We’ve been conditioned to think that natural hair in all its kinky, coily glory isn’t ‘glamorous’ or ‘beautiful. The Natural Hair Chronicles is a BNS original content series that celebrates women who are pushing against Eurocentric beauty standards and embracing their natural texture and rocking it on screen, on the red carpet and in their everyday lives.
BNS:How has your relationship with your hair evolved over the years?
I think the biggest development in the recent years of my hair journey has been reverting back to my natural hair texture, I don’t add in extensions or install weaves anymore. My hair 5 years ago was in a poor condition, weak, thin and over processed so i decided to chop it off. But then all the work I booked wanted me to have long hair so I had to start wearing weaves. I decided to stop relaxing as I realised it was growing and it was healthier. Years later and many conditioning treatments later, my hair is strong shiny healthy and thick, and I was lucky that it became longer and thicker with pregnancy also.
BNS:Have you always appreciated its natural texture?

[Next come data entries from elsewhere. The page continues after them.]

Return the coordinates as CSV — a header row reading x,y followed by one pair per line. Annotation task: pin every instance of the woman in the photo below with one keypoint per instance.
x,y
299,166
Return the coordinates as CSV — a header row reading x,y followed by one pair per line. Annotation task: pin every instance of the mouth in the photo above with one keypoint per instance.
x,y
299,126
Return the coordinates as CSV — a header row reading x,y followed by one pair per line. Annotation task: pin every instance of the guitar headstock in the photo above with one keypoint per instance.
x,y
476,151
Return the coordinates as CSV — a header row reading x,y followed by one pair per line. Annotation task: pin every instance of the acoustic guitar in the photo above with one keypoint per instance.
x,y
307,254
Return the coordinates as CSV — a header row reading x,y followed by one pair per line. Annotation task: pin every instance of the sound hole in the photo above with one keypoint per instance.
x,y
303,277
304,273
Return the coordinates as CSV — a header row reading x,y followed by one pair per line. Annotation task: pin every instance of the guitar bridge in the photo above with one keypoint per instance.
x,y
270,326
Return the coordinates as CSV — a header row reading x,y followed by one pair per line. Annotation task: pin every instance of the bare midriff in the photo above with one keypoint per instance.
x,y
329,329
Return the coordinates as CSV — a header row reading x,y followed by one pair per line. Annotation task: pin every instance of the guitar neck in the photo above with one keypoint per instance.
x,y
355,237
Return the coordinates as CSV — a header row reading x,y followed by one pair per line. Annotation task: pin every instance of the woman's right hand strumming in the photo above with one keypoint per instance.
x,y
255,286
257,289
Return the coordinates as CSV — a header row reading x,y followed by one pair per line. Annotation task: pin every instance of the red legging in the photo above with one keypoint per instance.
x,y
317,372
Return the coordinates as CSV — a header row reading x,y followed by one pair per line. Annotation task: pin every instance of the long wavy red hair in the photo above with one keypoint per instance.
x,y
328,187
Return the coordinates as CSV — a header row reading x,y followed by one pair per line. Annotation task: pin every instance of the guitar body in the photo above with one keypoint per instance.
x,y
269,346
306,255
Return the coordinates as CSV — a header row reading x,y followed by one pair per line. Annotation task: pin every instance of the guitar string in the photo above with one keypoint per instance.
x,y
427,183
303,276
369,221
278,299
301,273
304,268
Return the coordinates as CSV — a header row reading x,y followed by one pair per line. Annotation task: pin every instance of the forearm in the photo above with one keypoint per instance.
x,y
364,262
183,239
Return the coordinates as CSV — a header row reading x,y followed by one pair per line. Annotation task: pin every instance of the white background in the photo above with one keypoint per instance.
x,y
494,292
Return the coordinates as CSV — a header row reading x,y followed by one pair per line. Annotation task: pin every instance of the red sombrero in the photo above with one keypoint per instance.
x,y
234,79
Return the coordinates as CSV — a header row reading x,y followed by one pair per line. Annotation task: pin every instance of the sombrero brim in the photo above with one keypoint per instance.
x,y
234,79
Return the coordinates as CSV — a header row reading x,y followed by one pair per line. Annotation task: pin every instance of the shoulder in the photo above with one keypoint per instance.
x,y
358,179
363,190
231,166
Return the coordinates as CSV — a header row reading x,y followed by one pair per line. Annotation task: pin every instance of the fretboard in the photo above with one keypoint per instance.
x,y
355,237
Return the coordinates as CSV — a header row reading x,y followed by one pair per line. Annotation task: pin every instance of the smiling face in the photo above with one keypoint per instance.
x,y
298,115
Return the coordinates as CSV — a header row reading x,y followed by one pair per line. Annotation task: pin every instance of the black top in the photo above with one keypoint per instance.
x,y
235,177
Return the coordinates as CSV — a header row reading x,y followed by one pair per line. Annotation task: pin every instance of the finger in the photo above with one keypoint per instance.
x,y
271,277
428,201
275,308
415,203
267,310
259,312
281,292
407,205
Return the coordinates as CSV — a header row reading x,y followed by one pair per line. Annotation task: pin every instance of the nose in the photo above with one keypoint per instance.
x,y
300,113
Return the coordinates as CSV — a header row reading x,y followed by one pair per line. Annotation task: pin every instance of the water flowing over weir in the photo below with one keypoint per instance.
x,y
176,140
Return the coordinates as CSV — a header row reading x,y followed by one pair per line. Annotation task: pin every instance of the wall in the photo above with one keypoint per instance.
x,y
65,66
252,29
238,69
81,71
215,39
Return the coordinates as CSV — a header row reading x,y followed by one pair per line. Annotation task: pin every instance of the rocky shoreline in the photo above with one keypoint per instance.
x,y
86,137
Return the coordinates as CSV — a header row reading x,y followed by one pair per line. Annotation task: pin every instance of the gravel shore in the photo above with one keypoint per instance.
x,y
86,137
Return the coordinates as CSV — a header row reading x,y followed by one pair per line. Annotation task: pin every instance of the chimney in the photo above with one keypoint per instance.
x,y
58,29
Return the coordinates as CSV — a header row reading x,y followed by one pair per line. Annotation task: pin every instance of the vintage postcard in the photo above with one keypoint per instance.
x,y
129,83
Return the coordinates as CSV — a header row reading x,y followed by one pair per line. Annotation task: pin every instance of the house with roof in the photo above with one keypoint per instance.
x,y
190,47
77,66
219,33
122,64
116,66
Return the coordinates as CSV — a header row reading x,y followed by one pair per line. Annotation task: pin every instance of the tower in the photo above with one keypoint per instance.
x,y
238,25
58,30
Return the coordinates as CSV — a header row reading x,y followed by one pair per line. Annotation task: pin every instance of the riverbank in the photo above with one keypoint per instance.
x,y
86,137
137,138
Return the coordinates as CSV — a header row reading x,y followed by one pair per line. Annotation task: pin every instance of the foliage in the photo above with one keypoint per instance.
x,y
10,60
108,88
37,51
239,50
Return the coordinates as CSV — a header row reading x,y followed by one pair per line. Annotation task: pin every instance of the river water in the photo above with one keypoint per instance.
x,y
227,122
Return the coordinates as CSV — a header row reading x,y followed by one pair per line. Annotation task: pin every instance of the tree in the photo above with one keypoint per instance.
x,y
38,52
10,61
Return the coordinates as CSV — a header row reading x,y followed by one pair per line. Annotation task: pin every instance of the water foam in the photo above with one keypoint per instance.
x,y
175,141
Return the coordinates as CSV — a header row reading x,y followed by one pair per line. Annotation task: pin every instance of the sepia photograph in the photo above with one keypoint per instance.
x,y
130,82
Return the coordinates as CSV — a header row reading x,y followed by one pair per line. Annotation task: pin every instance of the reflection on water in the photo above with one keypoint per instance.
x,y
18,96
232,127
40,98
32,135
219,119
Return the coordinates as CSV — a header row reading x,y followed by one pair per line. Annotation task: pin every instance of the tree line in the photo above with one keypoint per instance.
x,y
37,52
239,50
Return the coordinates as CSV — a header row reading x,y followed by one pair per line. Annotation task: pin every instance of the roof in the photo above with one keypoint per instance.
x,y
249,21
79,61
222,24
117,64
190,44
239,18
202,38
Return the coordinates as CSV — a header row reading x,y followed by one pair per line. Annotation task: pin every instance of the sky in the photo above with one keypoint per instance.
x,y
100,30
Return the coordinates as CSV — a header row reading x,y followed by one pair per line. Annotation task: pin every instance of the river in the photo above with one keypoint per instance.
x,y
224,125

I’m not sure it was a lack of appreciation but it was the norm growing up that one would relax ones hair at the point it was “unmanageable”. When I went to boarding school at 12 years old, I was responsible for my hair and it was long, thick and frizzy. I didn’t know what my curl pattern was then as it was always blow dried straight at home or rolled and set and then styled. It took hours to wash and dry and I didn’t know how to style it, let alone blow-dry it straight, so we relaxed it. At the time I remember loving how straight it was, it was what we saw in magazines, shiny long, straight hair. If it wasn’t styled straight then I wanted smooth perfectly formed bouncy waves/curls. Caucasian styled hair was what I thought was the norm and the standard of beautiful hair, so the short answer would be; no I didn’t appreciate my natural texture at that time.
BNS:Do you believe hair and women’s hair choices are over politicised?
I don’t think they are over politicized, it just happens to be a subject that has a lot of political weight attached. I think it’s a conversation that is pertinent and because there are so many elements to consider and so many different point of views it can seem over politicised. I do think that women who made the choice to kick against what we were told was the norm are inspiring. These women by embracing their natural hair texture are having an impact on standards set by an exclusive view of what ‘appropriate’ hair is. This is in turn has affected the hair industry and also developed opportunities for a broader market, more products to care for more diverse hair and more opportunities for women.